Tekst Menno Groenewegen
Vlák voordat de dader de plaats delict verlaat, haalt hij een spuitbus uit zijn jaszak en sproeit gesynthetiseerd DNA de ruimte in. In het verspreide DNA zit een kwaadaardige code verwerkt die de computers die het DNA onderzoeken zal laten crashen. Staan politie en NFI straks met lege handen? Of toch niet?
Uit een bericht op Tweakers blijkt dat het wetenschappers van de universiteit van Washington is gelukt om een computerprogramma een computervirus te laten uitvoeren dat was verborgen in een door hen gemodificeerd DNA-sample.
DNA code aangezien voor computercode
“Het is cool dat ze voor elkaar hebben gekregen dat DNA een computer een bepaalde actie kan laten uitvoeren, maar in de praktijk gaat dit niet werken”, relativeert Jerry Hoogenboom. Hoogenboom werkt sinds 2015 als Bioinformaticus bij het team Research van de divisie Biologische Sporen.

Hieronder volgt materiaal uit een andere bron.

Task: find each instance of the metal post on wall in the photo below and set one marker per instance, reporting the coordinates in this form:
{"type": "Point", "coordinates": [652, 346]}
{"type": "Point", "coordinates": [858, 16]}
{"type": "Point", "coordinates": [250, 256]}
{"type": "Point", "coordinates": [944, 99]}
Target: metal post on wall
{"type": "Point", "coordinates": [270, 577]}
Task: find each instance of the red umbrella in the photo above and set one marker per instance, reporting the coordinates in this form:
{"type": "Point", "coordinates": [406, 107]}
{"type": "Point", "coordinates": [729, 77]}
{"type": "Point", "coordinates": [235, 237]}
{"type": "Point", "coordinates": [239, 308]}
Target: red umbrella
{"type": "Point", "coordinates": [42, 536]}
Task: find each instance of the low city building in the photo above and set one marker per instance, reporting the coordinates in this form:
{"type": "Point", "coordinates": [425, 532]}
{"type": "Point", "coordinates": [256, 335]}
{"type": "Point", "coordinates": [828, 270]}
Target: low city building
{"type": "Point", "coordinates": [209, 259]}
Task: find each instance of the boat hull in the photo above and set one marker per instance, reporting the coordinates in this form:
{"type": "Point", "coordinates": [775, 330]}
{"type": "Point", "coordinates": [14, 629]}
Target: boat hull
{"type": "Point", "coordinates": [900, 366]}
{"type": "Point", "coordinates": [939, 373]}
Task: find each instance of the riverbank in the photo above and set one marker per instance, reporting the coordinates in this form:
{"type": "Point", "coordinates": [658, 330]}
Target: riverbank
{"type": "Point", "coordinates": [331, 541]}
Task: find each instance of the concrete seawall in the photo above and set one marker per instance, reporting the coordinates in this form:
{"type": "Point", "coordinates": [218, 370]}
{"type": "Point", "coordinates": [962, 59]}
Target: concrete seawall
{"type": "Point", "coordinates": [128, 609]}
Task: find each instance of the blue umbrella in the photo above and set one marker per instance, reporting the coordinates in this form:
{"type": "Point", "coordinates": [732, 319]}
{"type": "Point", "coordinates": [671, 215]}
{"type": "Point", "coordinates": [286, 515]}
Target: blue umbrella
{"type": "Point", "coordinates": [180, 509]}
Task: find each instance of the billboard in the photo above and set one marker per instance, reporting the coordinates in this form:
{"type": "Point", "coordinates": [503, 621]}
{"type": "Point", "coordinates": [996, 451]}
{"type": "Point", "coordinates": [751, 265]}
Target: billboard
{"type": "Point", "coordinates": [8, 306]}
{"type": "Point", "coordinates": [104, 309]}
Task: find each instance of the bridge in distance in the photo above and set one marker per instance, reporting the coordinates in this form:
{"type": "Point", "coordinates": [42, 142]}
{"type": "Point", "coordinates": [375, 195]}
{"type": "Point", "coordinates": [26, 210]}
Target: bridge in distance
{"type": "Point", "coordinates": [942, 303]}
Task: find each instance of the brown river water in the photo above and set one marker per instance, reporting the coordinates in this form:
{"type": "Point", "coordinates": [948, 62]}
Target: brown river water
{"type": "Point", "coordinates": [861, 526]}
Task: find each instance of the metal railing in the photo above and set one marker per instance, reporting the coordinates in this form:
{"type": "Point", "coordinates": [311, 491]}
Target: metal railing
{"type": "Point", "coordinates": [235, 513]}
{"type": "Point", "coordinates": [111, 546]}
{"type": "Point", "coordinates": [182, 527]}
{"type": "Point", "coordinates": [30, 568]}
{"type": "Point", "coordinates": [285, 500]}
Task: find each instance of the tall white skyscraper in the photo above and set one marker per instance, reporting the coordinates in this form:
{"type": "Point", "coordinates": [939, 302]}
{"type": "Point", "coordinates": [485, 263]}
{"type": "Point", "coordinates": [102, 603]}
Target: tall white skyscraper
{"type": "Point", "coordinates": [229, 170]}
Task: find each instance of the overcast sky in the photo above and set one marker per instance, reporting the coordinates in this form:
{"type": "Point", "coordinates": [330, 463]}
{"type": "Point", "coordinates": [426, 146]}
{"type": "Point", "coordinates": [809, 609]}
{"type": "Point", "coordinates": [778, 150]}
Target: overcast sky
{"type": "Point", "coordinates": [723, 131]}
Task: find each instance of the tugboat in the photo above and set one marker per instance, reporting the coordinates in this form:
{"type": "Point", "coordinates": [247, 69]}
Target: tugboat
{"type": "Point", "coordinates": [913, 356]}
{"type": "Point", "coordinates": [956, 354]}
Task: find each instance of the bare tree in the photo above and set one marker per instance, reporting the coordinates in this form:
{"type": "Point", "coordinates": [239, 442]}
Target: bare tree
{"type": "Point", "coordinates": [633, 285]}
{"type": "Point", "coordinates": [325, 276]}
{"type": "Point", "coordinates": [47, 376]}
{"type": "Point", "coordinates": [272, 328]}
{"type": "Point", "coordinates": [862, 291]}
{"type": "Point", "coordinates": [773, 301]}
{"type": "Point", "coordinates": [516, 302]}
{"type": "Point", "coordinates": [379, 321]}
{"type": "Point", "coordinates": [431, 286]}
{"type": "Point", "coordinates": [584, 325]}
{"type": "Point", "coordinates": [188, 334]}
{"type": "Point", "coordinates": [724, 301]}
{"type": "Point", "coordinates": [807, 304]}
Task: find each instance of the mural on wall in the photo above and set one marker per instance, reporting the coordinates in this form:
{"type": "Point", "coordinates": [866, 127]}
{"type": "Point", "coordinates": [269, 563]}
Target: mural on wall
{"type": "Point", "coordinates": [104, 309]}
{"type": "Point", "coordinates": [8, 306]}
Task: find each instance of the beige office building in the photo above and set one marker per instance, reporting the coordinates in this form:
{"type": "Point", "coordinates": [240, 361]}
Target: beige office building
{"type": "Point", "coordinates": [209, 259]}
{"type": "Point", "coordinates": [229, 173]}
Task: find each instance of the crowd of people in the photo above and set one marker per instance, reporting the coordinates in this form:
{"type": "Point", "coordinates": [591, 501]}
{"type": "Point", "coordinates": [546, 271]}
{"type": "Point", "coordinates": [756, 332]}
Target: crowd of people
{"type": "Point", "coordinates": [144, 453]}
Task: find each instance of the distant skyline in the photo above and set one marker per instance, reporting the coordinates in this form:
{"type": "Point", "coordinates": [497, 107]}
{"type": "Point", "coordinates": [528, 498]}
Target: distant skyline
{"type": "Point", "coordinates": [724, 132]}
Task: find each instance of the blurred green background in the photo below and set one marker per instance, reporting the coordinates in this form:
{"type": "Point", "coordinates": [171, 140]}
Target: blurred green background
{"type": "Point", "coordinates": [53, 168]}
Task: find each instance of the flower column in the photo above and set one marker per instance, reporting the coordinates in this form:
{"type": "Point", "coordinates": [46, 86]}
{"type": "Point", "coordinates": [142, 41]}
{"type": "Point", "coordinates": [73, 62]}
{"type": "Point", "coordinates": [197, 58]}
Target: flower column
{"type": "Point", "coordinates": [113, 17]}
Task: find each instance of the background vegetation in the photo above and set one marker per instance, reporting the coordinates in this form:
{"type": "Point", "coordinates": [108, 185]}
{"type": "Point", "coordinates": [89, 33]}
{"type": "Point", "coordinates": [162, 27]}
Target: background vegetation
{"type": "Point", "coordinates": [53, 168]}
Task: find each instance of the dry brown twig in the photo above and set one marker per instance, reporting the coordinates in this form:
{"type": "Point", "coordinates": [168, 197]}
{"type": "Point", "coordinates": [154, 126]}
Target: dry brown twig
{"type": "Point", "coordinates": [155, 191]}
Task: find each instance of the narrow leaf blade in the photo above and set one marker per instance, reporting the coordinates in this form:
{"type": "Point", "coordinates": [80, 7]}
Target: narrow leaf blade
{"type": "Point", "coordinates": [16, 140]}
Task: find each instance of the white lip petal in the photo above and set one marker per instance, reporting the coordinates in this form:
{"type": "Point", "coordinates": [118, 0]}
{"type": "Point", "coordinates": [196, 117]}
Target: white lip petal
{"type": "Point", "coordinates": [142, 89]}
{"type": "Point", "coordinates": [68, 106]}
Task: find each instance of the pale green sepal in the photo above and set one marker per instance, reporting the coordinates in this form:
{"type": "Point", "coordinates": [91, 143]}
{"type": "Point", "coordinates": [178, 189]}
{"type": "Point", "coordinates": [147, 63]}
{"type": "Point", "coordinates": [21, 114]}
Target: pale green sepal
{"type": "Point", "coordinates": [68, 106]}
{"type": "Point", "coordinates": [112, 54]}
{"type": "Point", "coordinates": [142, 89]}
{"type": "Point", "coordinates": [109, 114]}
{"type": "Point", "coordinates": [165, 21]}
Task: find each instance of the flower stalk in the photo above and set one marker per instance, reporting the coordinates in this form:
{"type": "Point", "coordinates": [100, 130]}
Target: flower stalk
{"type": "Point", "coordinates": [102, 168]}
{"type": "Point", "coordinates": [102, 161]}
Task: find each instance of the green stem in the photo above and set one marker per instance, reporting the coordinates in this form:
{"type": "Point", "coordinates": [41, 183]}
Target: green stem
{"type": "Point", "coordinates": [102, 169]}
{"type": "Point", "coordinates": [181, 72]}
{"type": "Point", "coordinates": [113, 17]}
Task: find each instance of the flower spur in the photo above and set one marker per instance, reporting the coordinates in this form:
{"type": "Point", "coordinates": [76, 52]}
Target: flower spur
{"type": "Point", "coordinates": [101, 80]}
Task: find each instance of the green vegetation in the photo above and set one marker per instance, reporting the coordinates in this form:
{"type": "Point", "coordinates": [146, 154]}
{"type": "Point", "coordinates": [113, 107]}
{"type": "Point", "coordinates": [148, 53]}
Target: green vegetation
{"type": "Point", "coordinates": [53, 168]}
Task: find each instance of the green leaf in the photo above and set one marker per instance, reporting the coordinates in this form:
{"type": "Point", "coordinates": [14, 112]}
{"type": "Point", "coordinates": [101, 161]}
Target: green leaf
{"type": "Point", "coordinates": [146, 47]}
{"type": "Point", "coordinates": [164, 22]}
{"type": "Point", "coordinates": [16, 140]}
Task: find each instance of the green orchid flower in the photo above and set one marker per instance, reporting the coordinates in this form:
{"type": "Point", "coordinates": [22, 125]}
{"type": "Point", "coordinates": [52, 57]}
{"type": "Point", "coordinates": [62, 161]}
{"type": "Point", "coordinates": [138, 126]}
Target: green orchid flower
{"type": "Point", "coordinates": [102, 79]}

Het gemodificeerde DNA-sample zette een – ook door de onderzoekers gecreëerde – kwetsbaarheid in een computerprogramma ertoe aan om malware naar binnen te halen. “Daardoor was het mogelijk op deze computer een code op afstand uit te voeren. De lettervolgorde van de DNA-code werd in dit geval door de computer gezien als een computercode”.
Gaat in de praktijk niet werken
“Dit lijkt spectaculair en alarmerend, maar in de onderzoeksetting hebben ze alle benodigde randvoorwaarden zelf handmatig gecreëerd. Bovendien hadden ze de beveiliging van het programma uitgezet”, gaat Hoogenboom verder.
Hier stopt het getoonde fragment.